You can remove it as previously discussed, but once again, that is only if you so desire. The blast diverter itself provides a lot of value and utility to the pistol.
Another tremendous positive is it significantly mitigates recoil. Not that 5.56mm has a lot to begin with, but it allows you to quickly make repeat shots on target with ease.
Also while shooting and transitioning more quickly with the pistol, it was very apparent just how lightweight and maneuverable this AR-15 pistol truly was. The compact size, Magpul hand stop, blast diverter mitigating recoil and light overall weight of 5 Lbs 8 Oz makes for fast handling.
The SB Tactical SBX-K forearm brace was a softer rubber material than previous forearm braces I have handled which was a nice surprise. Getting a cheek weld against it while extending both arms from a single-point sling proved to be fairly comfortable. A downside, which I believe speaks to all forearm braces not just SB Tactical’s, is once your cheek is pressed firmly against it you will need a very low optic or iron sights. The Trijicon RMR I used worked perfectly, but anything taller than that would have made for a cumbersome sighting plane.
Another consideration which again is more of a knock against all forearm braces, not specifically SB Tactical’s, is when you strap your forearm into the brace as intended it is very difficult to sight down the AR-15 Pistol. Just plain and simple.
To try and alleviate that, a seasoned employee of Springfield Armory told me to twist the forearm brace to the 4 or 5 o’clock position as opposed to its standard vertical resting place. This helped considerably! Not to sound funny, but your arm has a joint which can bend, move and rarely is fully extended, straight-out.

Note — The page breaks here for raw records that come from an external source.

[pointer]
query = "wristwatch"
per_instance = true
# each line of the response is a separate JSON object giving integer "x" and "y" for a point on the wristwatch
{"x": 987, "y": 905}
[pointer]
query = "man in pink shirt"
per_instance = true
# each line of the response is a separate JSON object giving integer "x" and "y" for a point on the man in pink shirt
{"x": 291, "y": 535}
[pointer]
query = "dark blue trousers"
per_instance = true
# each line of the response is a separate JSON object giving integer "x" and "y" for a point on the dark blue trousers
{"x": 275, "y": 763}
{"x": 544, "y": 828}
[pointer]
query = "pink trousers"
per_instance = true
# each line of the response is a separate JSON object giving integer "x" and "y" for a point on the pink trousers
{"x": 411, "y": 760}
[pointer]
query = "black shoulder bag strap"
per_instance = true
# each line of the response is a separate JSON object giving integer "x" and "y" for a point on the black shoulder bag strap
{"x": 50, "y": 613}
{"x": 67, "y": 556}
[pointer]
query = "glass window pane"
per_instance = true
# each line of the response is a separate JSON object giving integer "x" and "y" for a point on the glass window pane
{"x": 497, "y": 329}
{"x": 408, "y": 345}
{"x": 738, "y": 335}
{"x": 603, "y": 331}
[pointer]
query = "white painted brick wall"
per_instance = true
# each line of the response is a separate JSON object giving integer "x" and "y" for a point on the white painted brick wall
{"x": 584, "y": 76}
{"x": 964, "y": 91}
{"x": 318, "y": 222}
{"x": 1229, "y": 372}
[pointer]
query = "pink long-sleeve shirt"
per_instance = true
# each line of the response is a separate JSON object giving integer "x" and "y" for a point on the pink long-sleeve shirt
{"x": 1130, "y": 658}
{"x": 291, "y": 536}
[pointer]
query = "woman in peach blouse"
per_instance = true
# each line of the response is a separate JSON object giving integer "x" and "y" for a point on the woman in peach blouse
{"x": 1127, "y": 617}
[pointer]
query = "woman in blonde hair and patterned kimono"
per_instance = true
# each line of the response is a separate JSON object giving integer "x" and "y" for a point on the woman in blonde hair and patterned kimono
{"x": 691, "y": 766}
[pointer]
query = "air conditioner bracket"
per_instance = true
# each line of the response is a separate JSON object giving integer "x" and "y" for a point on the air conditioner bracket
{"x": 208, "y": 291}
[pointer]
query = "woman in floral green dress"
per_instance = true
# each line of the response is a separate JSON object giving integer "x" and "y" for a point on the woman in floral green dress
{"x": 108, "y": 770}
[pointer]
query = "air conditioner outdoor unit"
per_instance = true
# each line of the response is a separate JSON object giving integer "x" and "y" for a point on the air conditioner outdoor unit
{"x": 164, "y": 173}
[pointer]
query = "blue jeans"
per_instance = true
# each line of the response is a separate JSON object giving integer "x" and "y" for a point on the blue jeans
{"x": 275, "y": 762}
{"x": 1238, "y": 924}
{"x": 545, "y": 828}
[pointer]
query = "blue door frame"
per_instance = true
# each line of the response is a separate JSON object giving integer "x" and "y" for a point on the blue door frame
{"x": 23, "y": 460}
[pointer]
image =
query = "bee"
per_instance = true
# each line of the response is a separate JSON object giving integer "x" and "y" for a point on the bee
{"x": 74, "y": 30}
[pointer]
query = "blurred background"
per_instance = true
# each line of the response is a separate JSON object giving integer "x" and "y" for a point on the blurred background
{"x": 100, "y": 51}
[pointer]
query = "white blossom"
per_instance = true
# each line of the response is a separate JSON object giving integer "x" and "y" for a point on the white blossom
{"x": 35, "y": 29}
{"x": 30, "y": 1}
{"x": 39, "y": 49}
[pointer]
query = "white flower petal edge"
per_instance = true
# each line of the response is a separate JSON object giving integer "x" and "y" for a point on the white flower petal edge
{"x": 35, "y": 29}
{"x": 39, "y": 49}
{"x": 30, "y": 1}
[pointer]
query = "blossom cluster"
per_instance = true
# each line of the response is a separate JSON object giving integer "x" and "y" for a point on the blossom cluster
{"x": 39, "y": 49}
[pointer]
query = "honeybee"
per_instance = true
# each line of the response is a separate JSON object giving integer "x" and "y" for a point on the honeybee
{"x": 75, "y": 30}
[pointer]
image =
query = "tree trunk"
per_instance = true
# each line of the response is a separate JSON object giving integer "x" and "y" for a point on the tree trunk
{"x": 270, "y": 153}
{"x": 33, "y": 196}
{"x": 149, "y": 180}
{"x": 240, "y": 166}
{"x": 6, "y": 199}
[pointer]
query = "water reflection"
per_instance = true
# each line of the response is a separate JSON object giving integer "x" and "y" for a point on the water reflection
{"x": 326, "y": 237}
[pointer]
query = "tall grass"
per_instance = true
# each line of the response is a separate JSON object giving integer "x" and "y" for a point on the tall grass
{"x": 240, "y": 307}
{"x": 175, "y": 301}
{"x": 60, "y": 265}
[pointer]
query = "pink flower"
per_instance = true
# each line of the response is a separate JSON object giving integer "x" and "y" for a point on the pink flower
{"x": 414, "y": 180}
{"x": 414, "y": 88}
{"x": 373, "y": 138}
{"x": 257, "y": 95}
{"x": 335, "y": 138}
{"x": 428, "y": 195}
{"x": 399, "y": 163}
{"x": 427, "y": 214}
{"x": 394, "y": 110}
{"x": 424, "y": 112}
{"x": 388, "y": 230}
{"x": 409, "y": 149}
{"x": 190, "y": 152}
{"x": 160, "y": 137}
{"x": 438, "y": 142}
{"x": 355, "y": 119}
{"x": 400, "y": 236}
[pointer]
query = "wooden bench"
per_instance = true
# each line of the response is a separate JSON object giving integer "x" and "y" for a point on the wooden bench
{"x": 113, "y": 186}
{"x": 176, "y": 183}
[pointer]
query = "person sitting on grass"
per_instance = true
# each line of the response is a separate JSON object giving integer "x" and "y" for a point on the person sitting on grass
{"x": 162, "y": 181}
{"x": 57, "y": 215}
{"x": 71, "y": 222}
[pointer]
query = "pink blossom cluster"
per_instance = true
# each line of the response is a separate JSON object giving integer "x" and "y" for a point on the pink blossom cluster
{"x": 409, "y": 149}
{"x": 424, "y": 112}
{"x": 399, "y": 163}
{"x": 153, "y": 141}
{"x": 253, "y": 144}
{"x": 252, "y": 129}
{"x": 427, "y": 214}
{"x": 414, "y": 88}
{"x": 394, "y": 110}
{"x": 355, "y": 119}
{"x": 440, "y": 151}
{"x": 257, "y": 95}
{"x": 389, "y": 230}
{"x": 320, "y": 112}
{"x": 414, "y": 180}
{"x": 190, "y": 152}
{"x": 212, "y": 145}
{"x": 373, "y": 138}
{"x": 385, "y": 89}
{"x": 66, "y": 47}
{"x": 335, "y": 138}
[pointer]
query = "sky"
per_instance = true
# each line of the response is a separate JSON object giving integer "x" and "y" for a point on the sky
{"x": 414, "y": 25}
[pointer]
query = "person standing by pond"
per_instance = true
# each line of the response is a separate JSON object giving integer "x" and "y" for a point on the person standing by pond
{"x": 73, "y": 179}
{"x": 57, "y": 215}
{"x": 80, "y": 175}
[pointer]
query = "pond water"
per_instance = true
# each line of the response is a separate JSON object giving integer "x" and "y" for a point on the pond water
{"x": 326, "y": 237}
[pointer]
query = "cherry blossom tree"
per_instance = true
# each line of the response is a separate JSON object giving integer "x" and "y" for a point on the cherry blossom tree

Just by twisting the forearm brace that little bit your arm can bend (not be stiff and tense) and it feels much more natural trying to shoot.
The SAINT AR-15 Pistol’s accuracy was spot on throughout shooting it indoors and outdoors. Most of the targets I was shooting for my own enjoyment were 4″ – 5″ steel plates from varying distances of 10 yards to 100 yards. With a Trijicon RMR featuring a 6.25 MOA red dot it was very easy to make those targets sing all day long. Understanding that this is an AR-15 Pistol used to engage short range targets, a raw accuracy test was not performed; the calipers was left at home. For the purpose of playing with steel targets, using this for home defense or treating it as your “truck gun,” it will do the job great.
Overall, I believe the Springfield Armory SAINT AR-15 Pistol chambered in 5.56mm is a well-thought out, enjoyable and economical package. You have a compact firearm, M-LOK accessory compatibility, premium internal components and the slick attractive appearance that Springfield Armory is bringing to the table.
Most all of my complaints or constructive criticism surround the “idea” of an AR-15 Pistol and elements you must overcome while using one; not so much specific, negative reasons as to why the SAINT AR-15 Pistol is lacking in any way.
The MSRP of this AR-15 Pistol is set at $989 putting it at a very achievable threshold for most people’s spending. If you are sold on this firearm, most dealers should have access to them at this time if not already available in their inventory for you to purchase, fondle and get acquainted with.